YDH - CHP Milletvekili Utku Çakırözer, NATO Parlamenterler Asamblesi’ne “İran tehdidi” konulu, 28 sayfalık bir rapor sundu.
Tamamen Batı merkezli bir çizgiden kaleme alınan raporda, sonuç ve öneriler bölümünde NATO’nun Suudi Arabistan, Katar ve Birleşik Arap Emirlikleri gibi Körfez Arap ülkelerini kapsayacak şekilde genişlemesi tavsiye edildi.
‘İran’ın Bölge ve Avro-Atlantik Güvenliğine Yönelik Tehdidi’
Rapor, İran’ın yakın zamanda güç kaybetmiş olmasına rağmen hem bölge hem de Avrupa-Atlantik güvenliğine yönelik bir tehdit olmaya devam ettiğini öne sürdü.
Belgede, İran’ın Çin, Rusya ve Kuzey Kore ile ilişkileri “geniş bir Batı karşıtı işbirliği ekseni” olarak tanımlandı. Bu eksen için “kargaşa ekseni” ifadesi kullanıldı. Raporda şu değerlendirme yer aldı:
“İran’ın Avrupa’daki Rus saldırganlığına verdiği destek, daha geniş bir bağlamda Çin ve Kore Kore gibi diğer revizyonist rejimlerle kurduğu hizalanmanın bir parçası olarak değerlendirilmelidir.
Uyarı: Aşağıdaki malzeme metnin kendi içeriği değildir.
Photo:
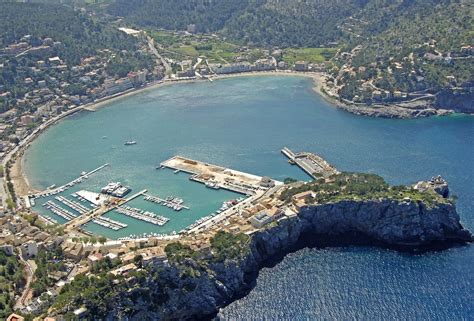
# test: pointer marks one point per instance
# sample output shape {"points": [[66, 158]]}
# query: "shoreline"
{"points": [[23, 186]]}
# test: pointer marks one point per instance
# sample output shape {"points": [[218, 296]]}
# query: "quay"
{"points": [[215, 177], [314, 165], [174, 203], [64, 187]]}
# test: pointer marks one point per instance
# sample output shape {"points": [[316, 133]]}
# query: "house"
{"points": [[301, 66], [267, 182], [26, 120], [94, 258]]}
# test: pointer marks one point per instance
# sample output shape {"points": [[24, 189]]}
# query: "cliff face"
{"points": [[169, 295]]}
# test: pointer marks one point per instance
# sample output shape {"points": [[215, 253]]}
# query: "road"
{"points": [[30, 268]]}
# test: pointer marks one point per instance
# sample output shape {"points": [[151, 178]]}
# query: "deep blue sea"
{"points": [[243, 123]]}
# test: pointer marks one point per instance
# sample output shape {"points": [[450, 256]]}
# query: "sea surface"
{"points": [[242, 123]]}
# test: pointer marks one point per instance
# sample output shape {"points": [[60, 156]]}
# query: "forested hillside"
{"points": [[262, 22]]}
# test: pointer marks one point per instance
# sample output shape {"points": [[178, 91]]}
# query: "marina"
{"points": [[81, 209], [109, 223], [51, 191], [141, 215], [314, 165], [170, 202], [58, 210], [216, 177]]}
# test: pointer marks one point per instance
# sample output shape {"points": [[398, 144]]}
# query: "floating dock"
{"points": [[78, 207], [141, 215], [109, 223], [58, 210], [314, 165], [54, 191]]}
Bu rejimler, ‘Kargaşa Ekseni’ (Axis of Upheaval) olarak adlandırılan, ABD ve müttefiklerinin egemen olduğunu düşündükleri kurallara dayalı uluslararası düzeni altüst etmeye çalışan devletler koalisyonunun üyeleridir.”
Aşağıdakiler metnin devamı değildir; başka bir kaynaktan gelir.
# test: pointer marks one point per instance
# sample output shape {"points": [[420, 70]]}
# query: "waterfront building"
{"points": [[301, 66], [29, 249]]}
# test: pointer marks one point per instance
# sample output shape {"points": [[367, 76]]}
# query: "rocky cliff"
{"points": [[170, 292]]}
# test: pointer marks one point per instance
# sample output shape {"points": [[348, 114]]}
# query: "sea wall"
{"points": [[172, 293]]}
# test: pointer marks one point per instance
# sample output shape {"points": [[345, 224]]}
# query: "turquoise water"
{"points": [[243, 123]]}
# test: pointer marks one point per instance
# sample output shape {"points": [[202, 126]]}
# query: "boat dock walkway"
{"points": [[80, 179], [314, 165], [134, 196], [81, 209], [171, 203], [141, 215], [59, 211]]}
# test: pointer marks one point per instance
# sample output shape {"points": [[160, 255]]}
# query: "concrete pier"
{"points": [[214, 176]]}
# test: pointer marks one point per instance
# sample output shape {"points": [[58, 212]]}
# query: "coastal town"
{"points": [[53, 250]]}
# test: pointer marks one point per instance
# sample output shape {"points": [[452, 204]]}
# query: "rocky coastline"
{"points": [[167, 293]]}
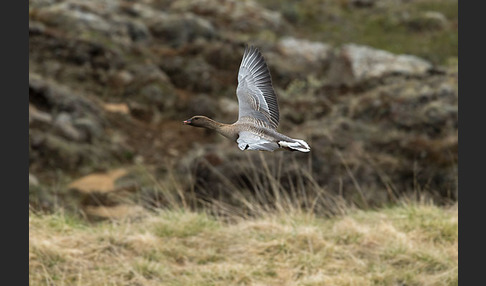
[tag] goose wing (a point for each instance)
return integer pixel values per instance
(256, 98)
NATO Genel Sekreteri Mark Rutte’nin ifadeleri de raporda yer aldı:
“Rusya, Çin, ama aynı zamanda Kuzey Kore ve İran da, Kuzey Amerika’yı ve Avrupa’yı zayıflatmak için yoğun biçimde çalışıyorlar. Küresel düzeni yeniden şekillendirmek istiyorlar. Daha adil bir düzen yaratmak için değil, kendi etki alanlarını oluşturmak için. Bizi sınamaktalar. Ve dünyanın geri kalanı da bizi izliyor.”
Kürecik radar üssüne övgü
Rapor, İran’a karşı NATO’nun savunma mimarisinde Türkiye’nin kritik bir rol oynadığını vurguladı.
Metinde, “Türkiye, Malatya’nın Kürecik ilçesinde, İran’a yaklaşık 500 kilometre mesafede bulunan AN/TPY-2 X-band radarına ev sahipliği yapmaktadır. Bu radar, NATO’nun olası füze tehditlerini tespit etme, izleme ve önleme kapasitesini artırmaktadır” ifadeleri kullanıldı.
Çakırözer imzalı raporda, NATO’nun Irak’taki varlığının da önemli olduğu ve artırılması gerektiği belirtildi.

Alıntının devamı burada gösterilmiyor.